Elliott Sharp made almost $2,000 doing tobacco-related studies, but it wasn’t an added risk for him, since he already smoked.
He just watched anti-smoking public service announcements while smoking, and then answered questions so researchers could determine how effective the ads were.
How to Sign Up as a Test Subject
In addition to the institutions mentioned above, there are schools, hospitals, companies and government facilities all over the country (and world) that pay volunteers to participate in research.
You can search for these online in various ways, including on Craigslist (search “research volunteers” under “gigs”).
To find studies related to specific conditions, search using the names of any ailments you have.
If you are generally healthy you can sign up for the Clinical Research Volunteer Program (CRVP), run by the National Institute of Health (NIH).
Among the benefits listed for participating in HIH research is this: “Receive compensation for taking part in a study.” Thousands of healthy volunteers participate in HIH studies every year at locations around the country and world.
One of the best places to search for opportunities, whether you have medical problems or are basically healthy, is at ClinicalTrials.gov, which is run by the NIH.
You can search any keyword and get a list of studies.
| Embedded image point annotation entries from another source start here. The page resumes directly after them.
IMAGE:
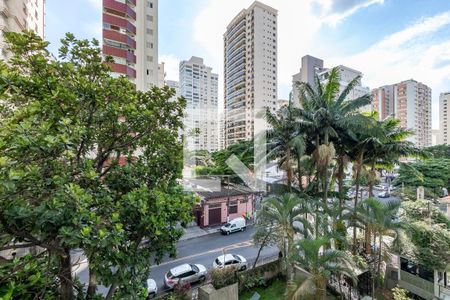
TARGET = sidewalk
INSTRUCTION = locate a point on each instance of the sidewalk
(193, 232)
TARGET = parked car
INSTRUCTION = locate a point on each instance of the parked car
(384, 194)
(185, 273)
(234, 225)
(380, 187)
(230, 261)
(151, 287)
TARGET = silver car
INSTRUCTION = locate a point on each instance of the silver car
(185, 273)
(230, 261)
(151, 287)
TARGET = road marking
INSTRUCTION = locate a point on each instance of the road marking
(244, 244)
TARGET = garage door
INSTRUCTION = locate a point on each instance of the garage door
(215, 216)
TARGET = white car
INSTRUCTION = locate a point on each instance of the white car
(230, 260)
(185, 273)
(151, 287)
(234, 225)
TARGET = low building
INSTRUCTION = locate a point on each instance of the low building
(425, 283)
(218, 207)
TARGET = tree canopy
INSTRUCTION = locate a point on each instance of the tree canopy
(86, 163)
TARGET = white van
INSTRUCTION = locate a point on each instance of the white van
(234, 225)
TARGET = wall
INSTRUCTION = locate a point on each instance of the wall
(208, 292)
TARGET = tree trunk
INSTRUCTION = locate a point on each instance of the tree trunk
(379, 260)
(341, 184)
(358, 175)
(111, 291)
(299, 173)
(372, 179)
(92, 288)
(263, 244)
(367, 240)
(65, 276)
(289, 169)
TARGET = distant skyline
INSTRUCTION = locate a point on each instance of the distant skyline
(388, 40)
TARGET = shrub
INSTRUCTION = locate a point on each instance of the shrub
(223, 277)
(252, 278)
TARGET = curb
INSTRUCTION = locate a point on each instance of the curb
(206, 234)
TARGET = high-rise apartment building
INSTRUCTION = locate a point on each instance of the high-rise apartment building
(444, 118)
(250, 70)
(161, 75)
(310, 67)
(410, 102)
(130, 36)
(19, 15)
(346, 75)
(174, 85)
(383, 101)
(199, 86)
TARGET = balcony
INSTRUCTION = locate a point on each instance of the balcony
(123, 69)
(416, 285)
(129, 56)
(119, 37)
(120, 7)
(120, 22)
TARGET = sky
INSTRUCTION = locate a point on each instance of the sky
(388, 40)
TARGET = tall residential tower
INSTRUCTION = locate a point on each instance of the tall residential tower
(410, 102)
(199, 86)
(130, 36)
(19, 15)
(250, 70)
(444, 119)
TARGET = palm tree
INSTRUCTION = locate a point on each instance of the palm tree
(321, 263)
(324, 114)
(387, 150)
(284, 139)
(281, 213)
(379, 220)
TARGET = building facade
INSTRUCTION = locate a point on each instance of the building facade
(19, 15)
(130, 36)
(250, 70)
(444, 118)
(310, 67)
(346, 75)
(383, 101)
(217, 208)
(199, 86)
(410, 102)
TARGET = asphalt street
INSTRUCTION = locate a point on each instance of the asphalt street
(202, 250)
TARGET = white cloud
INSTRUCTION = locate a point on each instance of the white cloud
(93, 30)
(171, 66)
(298, 25)
(96, 4)
(414, 52)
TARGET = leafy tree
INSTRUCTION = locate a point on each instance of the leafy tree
(400, 294)
(281, 212)
(284, 139)
(87, 162)
(433, 174)
(428, 235)
(439, 151)
(324, 115)
(321, 263)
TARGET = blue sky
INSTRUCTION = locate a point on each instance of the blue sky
(388, 40)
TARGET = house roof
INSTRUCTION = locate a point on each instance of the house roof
(228, 191)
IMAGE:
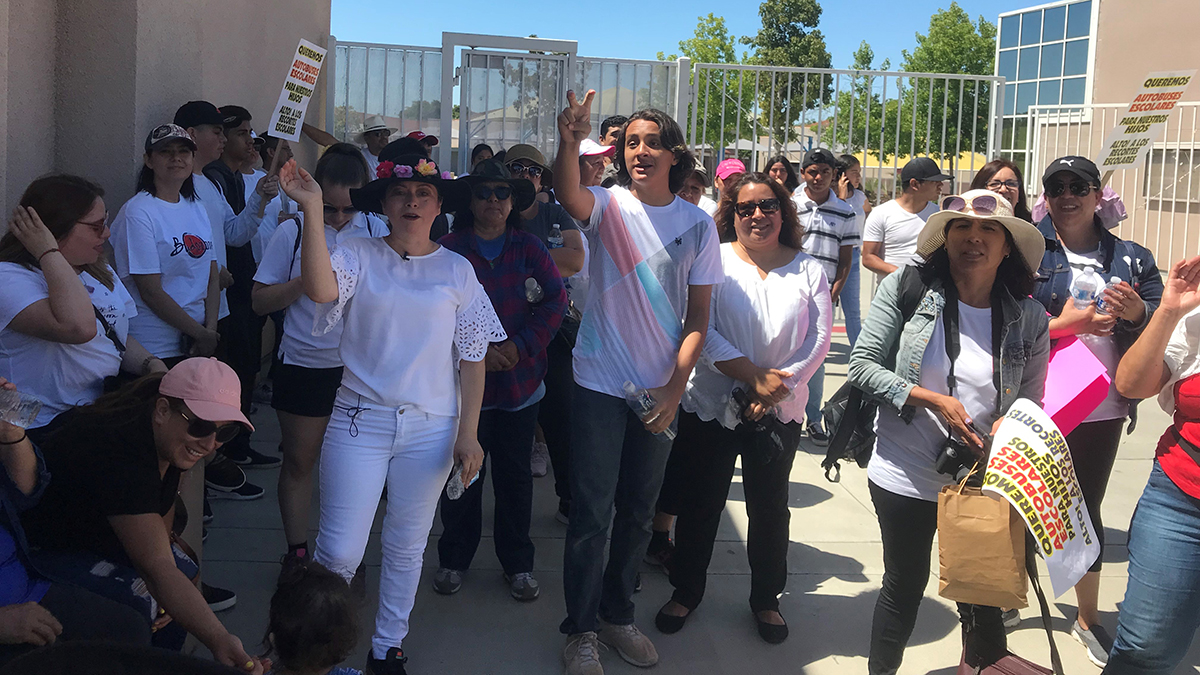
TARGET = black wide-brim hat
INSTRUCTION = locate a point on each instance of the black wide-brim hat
(415, 168)
(493, 171)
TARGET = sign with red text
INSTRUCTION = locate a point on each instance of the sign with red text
(1031, 467)
(298, 90)
(1144, 121)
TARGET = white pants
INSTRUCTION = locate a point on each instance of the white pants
(367, 443)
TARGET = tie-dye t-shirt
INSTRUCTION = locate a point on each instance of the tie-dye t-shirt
(642, 261)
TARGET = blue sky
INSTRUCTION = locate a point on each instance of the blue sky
(603, 31)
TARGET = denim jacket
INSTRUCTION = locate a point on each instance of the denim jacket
(887, 380)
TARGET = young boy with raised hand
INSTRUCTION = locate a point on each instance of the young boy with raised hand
(654, 261)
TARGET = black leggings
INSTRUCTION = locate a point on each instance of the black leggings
(907, 526)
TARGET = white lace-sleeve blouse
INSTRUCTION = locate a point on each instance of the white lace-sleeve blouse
(407, 323)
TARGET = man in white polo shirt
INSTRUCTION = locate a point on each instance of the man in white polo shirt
(889, 237)
(831, 233)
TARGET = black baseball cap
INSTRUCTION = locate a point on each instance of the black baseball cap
(922, 168)
(819, 156)
(1083, 167)
(195, 113)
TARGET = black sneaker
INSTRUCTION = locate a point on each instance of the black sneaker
(219, 599)
(390, 664)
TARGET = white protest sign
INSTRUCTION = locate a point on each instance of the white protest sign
(1031, 467)
(1144, 121)
(298, 89)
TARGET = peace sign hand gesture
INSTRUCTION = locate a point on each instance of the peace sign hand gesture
(575, 121)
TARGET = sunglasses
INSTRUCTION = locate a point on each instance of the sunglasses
(981, 204)
(745, 209)
(517, 169)
(199, 428)
(484, 192)
(1078, 189)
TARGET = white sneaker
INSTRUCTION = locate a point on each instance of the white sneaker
(539, 461)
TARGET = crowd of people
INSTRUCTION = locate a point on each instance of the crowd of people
(598, 315)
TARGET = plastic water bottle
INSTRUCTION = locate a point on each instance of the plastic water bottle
(642, 402)
(1085, 287)
(533, 291)
(556, 238)
(1101, 305)
(17, 408)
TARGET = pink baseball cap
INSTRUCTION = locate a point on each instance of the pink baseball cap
(210, 389)
(730, 167)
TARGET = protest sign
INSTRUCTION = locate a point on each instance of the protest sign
(298, 89)
(1031, 467)
(1144, 121)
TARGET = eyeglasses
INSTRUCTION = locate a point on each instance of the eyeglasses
(745, 209)
(999, 184)
(1078, 189)
(484, 192)
(981, 204)
(519, 169)
(199, 428)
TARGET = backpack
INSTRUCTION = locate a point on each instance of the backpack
(849, 417)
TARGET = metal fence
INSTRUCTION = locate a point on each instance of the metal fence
(1162, 196)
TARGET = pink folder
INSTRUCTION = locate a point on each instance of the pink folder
(1077, 383)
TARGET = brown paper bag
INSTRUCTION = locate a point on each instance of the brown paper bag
(981, 549)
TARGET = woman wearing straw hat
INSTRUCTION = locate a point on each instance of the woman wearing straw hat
(972, 292)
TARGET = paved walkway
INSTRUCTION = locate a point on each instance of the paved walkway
(835, 568)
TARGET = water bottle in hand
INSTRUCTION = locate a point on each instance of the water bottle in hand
(641, 401)
(1085, 287)
(17, 408)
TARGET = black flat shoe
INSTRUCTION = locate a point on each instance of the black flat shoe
(669, 623)
(769, 632)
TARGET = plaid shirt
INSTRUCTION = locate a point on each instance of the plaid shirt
(531, 327)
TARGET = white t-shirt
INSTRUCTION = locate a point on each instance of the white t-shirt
(898, 230)
(61, 376)
(1104, 347)
(905, 453)
(174, 240)
(281, 263)
(643, 258)
(407, 323)
(784, 321)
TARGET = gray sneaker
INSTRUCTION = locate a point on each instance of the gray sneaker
(1096, 640)
(448, 581)
(522, 586)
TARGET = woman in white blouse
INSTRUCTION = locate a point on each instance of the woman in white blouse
(768, 330)
(417, 324)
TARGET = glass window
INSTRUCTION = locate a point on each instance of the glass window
(1031, 28)
(1074, 59)
(1048, 91)
(1053, 23)
(1073, 90)
(1009, 31)
(1026, 96)
(1029, 69)
(1051, 60)
(1079, 19)
(1007, 67)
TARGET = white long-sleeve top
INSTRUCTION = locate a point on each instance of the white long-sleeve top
(784, 321)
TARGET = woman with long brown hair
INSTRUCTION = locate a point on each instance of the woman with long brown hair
(65, 316)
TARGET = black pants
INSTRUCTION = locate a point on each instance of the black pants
(505, 437)
(555, 416)
(1093, 448)
(87, 616)
(711, 451)
(907, 526)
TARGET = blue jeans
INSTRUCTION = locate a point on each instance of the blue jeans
(616, 465)
(850, 297)
(1162, 608)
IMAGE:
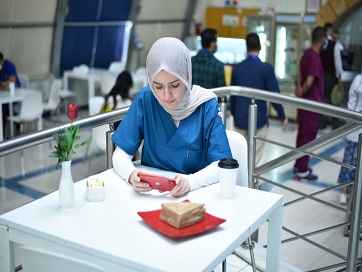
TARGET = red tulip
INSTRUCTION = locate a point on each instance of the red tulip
(72, 111)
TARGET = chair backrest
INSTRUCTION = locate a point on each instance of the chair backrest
(54, 94)
(34, 259)
(239, 150)
(117, 66)
(24, 80)
(32, 107)
(95, 104)
(107, 81)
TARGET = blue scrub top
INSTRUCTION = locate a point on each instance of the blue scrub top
(7, 70)
(199, 140)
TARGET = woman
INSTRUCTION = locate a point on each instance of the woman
(180, 124)
(350, 151)
(118, 97)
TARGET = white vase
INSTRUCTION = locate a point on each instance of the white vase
(66, 188)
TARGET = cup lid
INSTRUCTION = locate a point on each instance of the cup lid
(228, 163)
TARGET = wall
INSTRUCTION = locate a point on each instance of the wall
(27, 33)
(267, 6)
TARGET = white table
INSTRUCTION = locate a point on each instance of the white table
(93, 77)
(6, 98)
(113, 236)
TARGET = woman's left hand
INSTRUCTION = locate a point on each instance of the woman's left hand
(182, 186)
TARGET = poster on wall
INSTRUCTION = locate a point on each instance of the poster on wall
(313, 6)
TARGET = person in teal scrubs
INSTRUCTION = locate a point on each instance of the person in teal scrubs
(180, 124)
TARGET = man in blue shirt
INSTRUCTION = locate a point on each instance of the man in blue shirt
(207, 71)
(7, 72)
(254, 73)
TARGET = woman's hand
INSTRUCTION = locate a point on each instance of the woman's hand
(135, 181)
(182, 186)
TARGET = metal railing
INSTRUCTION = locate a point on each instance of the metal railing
(354, 122)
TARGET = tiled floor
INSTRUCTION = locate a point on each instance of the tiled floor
(31, 175)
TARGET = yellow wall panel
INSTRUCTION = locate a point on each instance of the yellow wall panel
(229, 22)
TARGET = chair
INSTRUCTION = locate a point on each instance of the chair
(31, 111)
(24, 80)
(54, 97)
(107, 81)
(34, 259)
(116, 67)
(239, 150)
(95, 104)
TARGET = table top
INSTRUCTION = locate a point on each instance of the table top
(91, 73)
(113, 230)
(19, 95)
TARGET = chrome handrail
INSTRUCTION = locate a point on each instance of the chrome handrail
(18, 143)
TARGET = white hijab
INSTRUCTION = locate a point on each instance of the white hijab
(171, 55)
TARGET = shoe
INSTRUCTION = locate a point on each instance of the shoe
(307, 178)
(343, 199)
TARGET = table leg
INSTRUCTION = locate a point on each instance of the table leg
(1, 124)
(274, 240)
(6, 251)
(91, 88)
(11, 114)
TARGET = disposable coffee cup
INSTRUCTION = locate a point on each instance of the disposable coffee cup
(12, 88)
(228, 171)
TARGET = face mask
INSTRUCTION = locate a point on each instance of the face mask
(325, 45)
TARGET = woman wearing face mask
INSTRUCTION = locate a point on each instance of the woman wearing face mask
(180, 124)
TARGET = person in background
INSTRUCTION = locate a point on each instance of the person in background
(7, 74)
(207, 71)
(310, 86)
(118, 97)
(332, 71)
(178, 123)
(350, 151)
(254, 73)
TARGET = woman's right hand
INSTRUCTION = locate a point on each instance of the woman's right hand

Looking for less risky research, I entered “sleep” in the search box and got 4,229 results.
Most studies had been completed, but of the first 100 results, 32 showed as “Recruiting,” so there is no shortage of opportunities.
A study aiming to improve sleep in Veterans used “Sleep Hygiene and Cognitively Based Compassion Training Intervention.” That sounds pretty non-invasive, and they needed 260 volunteers.
When you find a study you’ll have to look very carefully at basic eligibility requirements, and then the more detailed “inclusion criteria” and “exclusion criteria.” The sleep study mentioned above they needed veterans over the age of 60.
For one study you might need to have a diagnosed depressive disorder while for another you might be excluded for having that.
You can also use one of the many websites that compile medical trial information for you.
When you search and click through a few links you’ll often end up on the NIH website where a study was first listed, but sites like these sometimes have other ways to search and features not available on the government websites.